みやがわが、机に突っ伏しながらぼそっと言う。
「でもさ、リセットボタンあったらよくない?」
「お前それ絶対走るやつだろ」
「うん」
即答。
「納得」
りばーが笑う。
「じゃあ最後。時間止められるリモコン」
りばーが締めるように言うと、まろが少しだけ考えてから答えた。
「……なんか、使わなさそう」
「お前らしいな」
えんどーが笑う。
五人で、どうでもいい非日常の話。
いつもの昼休み。
いつもの教室。
◇
その日の放課後。
「じゃあなー」
「部活いってくる」
「だる……」
それぞれが、いつも通りに動き出す。
――はずだった。
◇
りばーは帰り道、スマホを見ていた。
『あなたの今日を、もう一度。

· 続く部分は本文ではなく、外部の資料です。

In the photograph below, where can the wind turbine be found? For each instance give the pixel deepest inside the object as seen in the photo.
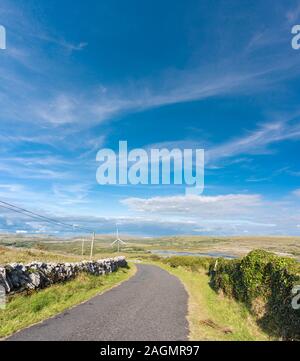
(118, 241)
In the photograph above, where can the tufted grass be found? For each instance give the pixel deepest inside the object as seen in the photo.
(211, 316)
(25, 310)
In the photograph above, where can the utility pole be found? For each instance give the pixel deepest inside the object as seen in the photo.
(92, 245)
(82, 247)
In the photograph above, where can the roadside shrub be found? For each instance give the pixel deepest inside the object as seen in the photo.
(263, 278)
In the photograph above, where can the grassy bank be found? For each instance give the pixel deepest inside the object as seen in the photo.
(210, 315)
(25, 310)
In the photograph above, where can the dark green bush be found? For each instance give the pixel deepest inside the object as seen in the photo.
(265, 278)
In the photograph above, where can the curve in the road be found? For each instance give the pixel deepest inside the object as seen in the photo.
(150, 306)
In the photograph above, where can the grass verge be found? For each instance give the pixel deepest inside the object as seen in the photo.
(25, 310)
(212, 316)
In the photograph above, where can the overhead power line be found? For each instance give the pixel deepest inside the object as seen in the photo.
(40, 217)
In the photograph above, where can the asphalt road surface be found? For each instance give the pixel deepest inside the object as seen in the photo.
(150, 306)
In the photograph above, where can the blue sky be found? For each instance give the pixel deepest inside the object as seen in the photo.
(219, 75)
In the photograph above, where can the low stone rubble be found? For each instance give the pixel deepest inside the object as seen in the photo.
(18, 277)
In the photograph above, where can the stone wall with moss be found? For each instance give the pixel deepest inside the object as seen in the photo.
(36, 275)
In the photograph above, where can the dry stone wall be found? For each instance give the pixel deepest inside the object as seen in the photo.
(18, 277)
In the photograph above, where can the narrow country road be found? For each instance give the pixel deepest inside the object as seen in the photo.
(150, 306)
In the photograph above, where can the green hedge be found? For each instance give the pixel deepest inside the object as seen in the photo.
(191, 262)
(264, 282)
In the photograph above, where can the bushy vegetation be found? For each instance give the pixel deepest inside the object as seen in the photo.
(264, 282)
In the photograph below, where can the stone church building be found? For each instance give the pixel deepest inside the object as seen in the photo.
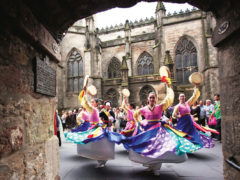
(129, 56)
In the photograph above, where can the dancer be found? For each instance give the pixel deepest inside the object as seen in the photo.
(186, 123)
(159, 142)
(82, 121)
(131, 128)
(92, 143)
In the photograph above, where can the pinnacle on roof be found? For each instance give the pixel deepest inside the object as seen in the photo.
(160, 6)
(168, 59)
(124, 63)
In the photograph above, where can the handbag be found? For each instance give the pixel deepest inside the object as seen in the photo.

』
「……は?」
昼の会話が、頭をよぎる。
タップする。
視界が暗転する。
◇
ままむは教室でノートを開く。
書いていないはずの数式。
「……は?」
ページをめくる。
未来の解答。
昼の会話が、頭をよぎる。
◇
えんどーはスマホを連打する。
カチ、カチ。
見慣れない表示。
『観測者に選ばれました』
「……おいおい」
笑いながら、押す。
世界に数字が浮かぶ。
◇
みやがわは校庭を走る。
白線の内側。
小さなボタン。
『RESET』
「……マジか」
踏む。
世界が巻き戻る。
◇
まろは帰り道、リモコンを拾う。
□
押す。
世界が止まる。
「……うわ」
◇
――そして、翌日。
教室。
「……なあ」
りばーが口を開く。
「昨日さ」
四人が、同時に顔を上げる。
「お前も?」
えんどーが笑う。
「やっぱ来た?」
みやがわが少しだけ興奮気味に言う。
「……来たね」
ままむが静かに頷く。
「……うん」
まろも小さく返す。
一瞬の沈黙。
そして――
「いや待って、全部来るのやばくない?」
りばーが頭を抱える。
「話したやつ全部ってことだろ?」
「フラグ回収早すぎるだろ」
えんどーが吹き出す。
「ゲームバランス壊れてるって」
「だから嫌だったんだよ……」
ままむがため息をつく。
「で、どうするの」
みやがわが言う。
「使う?」
四人の視線が、まろに集まる。
「……え、なんで俺」
「一番冷静そうだから」
「消去法だろそれ」
少しだけ考えて、まろは言う。
「……別に、いつも通りでいいんじゃない?」
「は?」
りばーが聞き返す。
「使いたいときに使って、でも普通もやる」
ゆるい声。
「どっちもあるなら、両方でいいじゃん」
少しの沈黙。
そして。
「……それ、いいな」
えんどーが笑う。
「バランス型プレイってやつだ」
「ゲームかよ」
ままむが呆れつつ、少しだけ笑う。
「まあ、いいかもね」
「よし」
みやがわが立ち上がる。
「じゃあ今日も走るわ」
「リセットすんなよ」
「するかも」
「すんな」
いつもの会話。
いつもの空気。
でも、少しだけ違う。
それぞれのポケットや手の中に、“非日常”がある。
それでも。
「なあ」
りばーがにやっと笑う。
「これさ、もっと面白くできるくね?」
「やめろ」
四人が同時に言った。
教室に笑いが広がる。
非日常は、もうある。
でも――
それをどう使うかは、まだ決まっていない。
五人分の物語は、ここから少しずつ重なっていく。
まるで。
誰かが、次の話を考えているみたいに。